Milano, 3 apr. (LaPresse) – “Lo spread basso vuol dire che il nostro debito sovrano è ritenuto solo moderatamente più rischioso del debito tedesco. Il debito pubblico, però non si paga sullo spread, ma sul tasso nominale: fondamentale non è lo spread ma il costo del debito. Il 3,5% di tasso passivo è quello che genera il costo del debito”. Così Mariano Bella, capo dell’ufficio studi di Confcommercio, commenta le possibili ripercussioni del calo dello spread Btp-Bund sull’economia reale e sui conti dello Stato. C’è poi, secondo Bella, anche un altro aspetto rilevante da tenere a mente: “I conti pubblici a settembre furono redatti tenendo conto di una media dello spread di 200 punti base – spiega Bella – con tasso di rendimento al 4%. Oggi quindi sono possibili dei margini di manovra, ottenendo delle risorse che possono essere usate per la riduzione delle imposte e per dare un leggero aiuto ai comuni”.

Attenzione, però, ai facili trionfalismi, o a rendere strutturali queste entrate. Secondo Bella infatti “bisogna mantenere salda la barra del debito per arrivare a fine anno con questi tassi. Nel 2011 lo spread schizzò a 500 punti base in poche settimane. Come in passato potrebbe risuccedere.

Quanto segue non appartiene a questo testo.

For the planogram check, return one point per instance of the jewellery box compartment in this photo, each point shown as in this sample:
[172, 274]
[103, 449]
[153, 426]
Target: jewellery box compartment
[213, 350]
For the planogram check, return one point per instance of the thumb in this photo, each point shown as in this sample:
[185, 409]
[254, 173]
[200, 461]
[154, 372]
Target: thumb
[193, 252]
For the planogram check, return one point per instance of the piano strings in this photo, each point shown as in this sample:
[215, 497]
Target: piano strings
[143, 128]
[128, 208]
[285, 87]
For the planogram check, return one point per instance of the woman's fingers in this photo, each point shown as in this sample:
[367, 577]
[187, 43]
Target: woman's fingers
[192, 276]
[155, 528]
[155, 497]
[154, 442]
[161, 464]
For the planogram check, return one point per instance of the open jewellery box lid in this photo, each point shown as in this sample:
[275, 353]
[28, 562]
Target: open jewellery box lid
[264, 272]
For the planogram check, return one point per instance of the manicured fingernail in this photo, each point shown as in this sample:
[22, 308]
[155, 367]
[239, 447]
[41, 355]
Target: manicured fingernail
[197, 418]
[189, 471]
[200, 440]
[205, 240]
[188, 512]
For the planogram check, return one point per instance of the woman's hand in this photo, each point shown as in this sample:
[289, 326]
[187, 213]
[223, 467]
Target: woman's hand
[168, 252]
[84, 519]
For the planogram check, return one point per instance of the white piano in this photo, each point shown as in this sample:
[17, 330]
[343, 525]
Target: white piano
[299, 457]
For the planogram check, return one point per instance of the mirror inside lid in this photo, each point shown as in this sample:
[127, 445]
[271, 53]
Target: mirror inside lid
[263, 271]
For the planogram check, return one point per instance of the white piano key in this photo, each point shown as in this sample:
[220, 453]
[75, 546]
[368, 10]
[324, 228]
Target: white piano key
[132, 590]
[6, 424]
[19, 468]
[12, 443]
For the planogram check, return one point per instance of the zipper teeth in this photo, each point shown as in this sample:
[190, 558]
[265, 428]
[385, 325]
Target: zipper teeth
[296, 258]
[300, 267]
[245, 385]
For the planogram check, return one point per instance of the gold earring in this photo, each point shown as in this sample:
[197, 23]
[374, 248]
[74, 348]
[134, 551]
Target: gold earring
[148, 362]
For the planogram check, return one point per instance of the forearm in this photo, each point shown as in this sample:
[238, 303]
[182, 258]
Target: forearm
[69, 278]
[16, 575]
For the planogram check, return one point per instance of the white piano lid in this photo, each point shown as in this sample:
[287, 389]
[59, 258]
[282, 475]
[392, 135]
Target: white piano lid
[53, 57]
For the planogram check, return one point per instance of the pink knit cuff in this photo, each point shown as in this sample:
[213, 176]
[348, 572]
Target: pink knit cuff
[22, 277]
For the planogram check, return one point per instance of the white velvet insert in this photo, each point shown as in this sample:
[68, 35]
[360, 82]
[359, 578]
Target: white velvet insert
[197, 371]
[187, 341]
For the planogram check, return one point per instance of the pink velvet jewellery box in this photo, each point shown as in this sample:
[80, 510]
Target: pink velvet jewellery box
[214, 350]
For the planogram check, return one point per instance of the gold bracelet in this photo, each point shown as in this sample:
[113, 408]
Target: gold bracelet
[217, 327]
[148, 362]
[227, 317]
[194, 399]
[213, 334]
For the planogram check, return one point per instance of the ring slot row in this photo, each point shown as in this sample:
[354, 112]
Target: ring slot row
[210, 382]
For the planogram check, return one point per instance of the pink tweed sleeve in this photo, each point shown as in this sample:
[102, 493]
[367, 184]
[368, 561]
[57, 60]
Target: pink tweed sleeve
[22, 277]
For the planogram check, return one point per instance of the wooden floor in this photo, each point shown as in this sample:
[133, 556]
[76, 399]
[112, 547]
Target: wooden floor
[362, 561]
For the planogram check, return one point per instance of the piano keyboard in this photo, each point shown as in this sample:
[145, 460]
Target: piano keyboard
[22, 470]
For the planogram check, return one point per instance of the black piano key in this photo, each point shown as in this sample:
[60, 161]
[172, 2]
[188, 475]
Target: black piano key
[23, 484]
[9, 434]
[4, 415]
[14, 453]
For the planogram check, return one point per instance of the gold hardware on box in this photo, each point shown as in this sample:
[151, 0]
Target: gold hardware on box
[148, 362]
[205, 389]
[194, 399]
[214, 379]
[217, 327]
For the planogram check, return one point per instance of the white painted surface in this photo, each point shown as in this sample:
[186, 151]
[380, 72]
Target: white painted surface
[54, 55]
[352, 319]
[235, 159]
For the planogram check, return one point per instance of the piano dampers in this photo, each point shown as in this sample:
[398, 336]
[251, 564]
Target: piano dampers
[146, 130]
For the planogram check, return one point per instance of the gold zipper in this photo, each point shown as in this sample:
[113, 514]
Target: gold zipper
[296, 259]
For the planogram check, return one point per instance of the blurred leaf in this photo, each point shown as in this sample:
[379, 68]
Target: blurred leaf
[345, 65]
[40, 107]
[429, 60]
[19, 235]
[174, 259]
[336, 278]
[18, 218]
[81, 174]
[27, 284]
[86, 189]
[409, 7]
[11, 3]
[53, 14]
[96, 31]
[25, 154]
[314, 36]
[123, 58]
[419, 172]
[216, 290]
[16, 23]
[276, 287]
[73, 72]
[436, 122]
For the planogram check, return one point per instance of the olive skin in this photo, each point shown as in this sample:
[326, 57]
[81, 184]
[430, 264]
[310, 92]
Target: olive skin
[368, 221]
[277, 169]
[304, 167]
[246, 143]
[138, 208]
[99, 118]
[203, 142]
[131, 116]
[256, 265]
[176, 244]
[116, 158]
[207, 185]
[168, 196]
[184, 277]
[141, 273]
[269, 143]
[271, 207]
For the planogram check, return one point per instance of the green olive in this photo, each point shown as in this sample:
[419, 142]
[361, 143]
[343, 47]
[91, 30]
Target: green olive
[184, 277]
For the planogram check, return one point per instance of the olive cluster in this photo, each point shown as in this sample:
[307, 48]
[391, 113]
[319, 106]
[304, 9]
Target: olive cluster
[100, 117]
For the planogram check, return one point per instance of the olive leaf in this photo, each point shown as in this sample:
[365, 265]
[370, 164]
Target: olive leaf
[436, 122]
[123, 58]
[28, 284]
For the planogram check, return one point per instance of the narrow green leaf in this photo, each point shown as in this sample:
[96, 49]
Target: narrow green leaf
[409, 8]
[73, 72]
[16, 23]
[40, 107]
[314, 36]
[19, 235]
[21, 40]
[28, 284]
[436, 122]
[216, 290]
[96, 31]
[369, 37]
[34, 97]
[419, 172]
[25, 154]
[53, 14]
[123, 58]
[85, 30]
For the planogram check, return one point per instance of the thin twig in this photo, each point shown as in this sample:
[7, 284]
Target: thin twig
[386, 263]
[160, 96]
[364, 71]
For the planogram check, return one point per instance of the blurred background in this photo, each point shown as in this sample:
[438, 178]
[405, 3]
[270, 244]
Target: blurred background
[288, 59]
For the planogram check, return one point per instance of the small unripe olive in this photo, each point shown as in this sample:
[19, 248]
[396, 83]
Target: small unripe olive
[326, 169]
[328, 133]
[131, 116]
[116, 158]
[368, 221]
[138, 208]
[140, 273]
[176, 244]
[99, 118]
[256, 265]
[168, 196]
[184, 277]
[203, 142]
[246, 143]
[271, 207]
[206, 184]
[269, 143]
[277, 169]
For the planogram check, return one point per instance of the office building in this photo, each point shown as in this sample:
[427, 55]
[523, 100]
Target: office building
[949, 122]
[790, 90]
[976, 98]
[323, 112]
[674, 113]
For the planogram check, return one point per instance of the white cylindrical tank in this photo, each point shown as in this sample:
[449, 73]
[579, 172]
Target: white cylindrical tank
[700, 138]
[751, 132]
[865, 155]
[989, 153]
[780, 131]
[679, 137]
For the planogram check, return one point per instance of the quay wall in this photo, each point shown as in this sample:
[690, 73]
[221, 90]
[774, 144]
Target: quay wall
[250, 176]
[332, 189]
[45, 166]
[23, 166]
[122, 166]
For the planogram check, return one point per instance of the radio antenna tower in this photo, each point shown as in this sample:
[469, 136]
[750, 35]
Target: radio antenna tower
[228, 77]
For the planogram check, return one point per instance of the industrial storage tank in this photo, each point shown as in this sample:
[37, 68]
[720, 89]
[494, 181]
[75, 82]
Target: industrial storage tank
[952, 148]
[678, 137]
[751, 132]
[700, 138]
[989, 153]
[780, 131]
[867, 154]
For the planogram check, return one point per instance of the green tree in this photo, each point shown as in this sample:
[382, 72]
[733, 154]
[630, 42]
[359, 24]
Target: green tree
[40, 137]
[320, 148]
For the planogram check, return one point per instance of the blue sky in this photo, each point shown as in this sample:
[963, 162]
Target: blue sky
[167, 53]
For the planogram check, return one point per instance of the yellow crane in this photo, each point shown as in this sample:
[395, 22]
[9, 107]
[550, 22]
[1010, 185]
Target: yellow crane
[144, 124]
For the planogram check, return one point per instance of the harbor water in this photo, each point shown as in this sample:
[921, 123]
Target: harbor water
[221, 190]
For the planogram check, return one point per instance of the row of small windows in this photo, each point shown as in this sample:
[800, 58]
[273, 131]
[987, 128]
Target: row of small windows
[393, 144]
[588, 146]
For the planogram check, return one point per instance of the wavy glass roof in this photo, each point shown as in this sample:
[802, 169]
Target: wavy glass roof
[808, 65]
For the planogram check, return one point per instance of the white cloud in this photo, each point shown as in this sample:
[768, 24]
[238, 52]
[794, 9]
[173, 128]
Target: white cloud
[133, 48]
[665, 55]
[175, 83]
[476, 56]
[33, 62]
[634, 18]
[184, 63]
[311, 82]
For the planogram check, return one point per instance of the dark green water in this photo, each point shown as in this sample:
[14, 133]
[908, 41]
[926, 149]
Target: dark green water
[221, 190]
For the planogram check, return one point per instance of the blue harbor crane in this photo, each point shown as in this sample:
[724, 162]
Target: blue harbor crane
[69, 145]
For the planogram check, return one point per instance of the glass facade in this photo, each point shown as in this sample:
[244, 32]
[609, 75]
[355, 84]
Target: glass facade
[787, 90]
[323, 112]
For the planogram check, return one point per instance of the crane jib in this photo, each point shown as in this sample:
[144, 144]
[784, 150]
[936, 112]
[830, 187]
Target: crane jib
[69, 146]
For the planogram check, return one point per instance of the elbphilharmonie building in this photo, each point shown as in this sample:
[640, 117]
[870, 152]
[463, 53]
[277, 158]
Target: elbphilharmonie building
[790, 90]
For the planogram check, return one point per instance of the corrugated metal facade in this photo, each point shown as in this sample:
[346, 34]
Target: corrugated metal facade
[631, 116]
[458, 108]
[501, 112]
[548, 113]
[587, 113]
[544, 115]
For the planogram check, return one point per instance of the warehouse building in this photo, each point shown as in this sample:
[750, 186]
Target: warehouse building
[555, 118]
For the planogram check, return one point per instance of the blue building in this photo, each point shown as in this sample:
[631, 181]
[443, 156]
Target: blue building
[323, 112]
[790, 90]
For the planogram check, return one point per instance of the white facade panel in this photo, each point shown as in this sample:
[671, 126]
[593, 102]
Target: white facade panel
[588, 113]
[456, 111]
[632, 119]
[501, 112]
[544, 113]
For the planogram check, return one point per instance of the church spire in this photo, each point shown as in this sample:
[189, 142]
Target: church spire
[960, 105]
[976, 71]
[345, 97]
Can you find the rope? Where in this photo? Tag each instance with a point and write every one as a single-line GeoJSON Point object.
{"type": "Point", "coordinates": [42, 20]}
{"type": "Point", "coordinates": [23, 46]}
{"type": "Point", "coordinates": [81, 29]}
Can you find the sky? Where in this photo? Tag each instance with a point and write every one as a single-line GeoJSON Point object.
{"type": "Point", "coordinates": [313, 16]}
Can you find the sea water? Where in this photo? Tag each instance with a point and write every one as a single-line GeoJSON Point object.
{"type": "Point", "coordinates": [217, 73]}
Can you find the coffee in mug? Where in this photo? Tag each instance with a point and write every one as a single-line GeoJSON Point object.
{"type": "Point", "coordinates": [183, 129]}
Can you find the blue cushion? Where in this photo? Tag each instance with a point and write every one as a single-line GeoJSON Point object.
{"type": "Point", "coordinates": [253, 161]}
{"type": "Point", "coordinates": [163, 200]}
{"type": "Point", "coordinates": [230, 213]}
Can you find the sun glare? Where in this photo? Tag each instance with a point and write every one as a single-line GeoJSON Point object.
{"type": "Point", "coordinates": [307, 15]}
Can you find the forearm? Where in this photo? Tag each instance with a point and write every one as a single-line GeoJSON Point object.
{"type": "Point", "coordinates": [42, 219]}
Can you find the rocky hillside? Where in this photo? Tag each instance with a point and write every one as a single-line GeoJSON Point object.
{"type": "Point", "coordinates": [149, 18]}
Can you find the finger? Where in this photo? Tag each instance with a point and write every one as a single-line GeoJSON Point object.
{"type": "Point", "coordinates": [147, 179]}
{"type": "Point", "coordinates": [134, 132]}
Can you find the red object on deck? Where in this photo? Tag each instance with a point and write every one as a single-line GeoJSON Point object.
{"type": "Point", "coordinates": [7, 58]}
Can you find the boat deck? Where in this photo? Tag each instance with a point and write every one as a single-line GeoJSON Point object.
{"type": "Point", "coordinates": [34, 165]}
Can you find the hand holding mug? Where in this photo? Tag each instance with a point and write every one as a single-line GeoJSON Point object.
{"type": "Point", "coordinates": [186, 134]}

Se non si mantengono i 165 punti base, questi risparmi potrebbero svanire”. Il Governo Renzi, sembra però sulla strada giusta per evitare quegli scenari apocalittici: “Credo che si debba mettere in evidenza che con il nuovo Governo che prometteva tante cose, si sarebbe potuto generare un clima di sospetto, con una crescita degli spread a 250 – spiega Bella – ma gli investitori internazionali hanno dato un apertura di credito a questo Governo come non si vedeva da tempo”. Un clima di fiducia che si estende anche alle famiglie “che dicono che nell’immediato la situazione è ancora brutta, ma hanno ritrovato la fiducia” spiega Bella.

Molti dubbi invece Bella ce li ha sui famosi 80 euro in più in busta paga. Una detrazione Irpef destinata a chi guadagna meno di 15mila euro all’anno, ma c’è un problema: “Per ora non capisco come saranno distribuiti. C’è infatti il problema dei cosiddetti ‘incapienti’, cioè i pensionati che percepiscono meno di 7.500 euro annui e i lavoratori che guadagnano sotto gli 8000 euro annui. Mi chiedo come gli diamo questi 80 euro, se non pagano tasse, e quindi non si può detrarre nulla” dice Bella. “Bisogna trovare un modo rapidamente, e come si farà con chi non ha il conto corrente bancario?” si chiede ancora il responsabile dell’ufficio studi di Confcommercio. Infine c’è un altro rischio sui nostri conti pubblici, ovvero l’inflazione bassa, “grazie a cui il debito pubblico, in termini reali costa di più”, conclude Bella.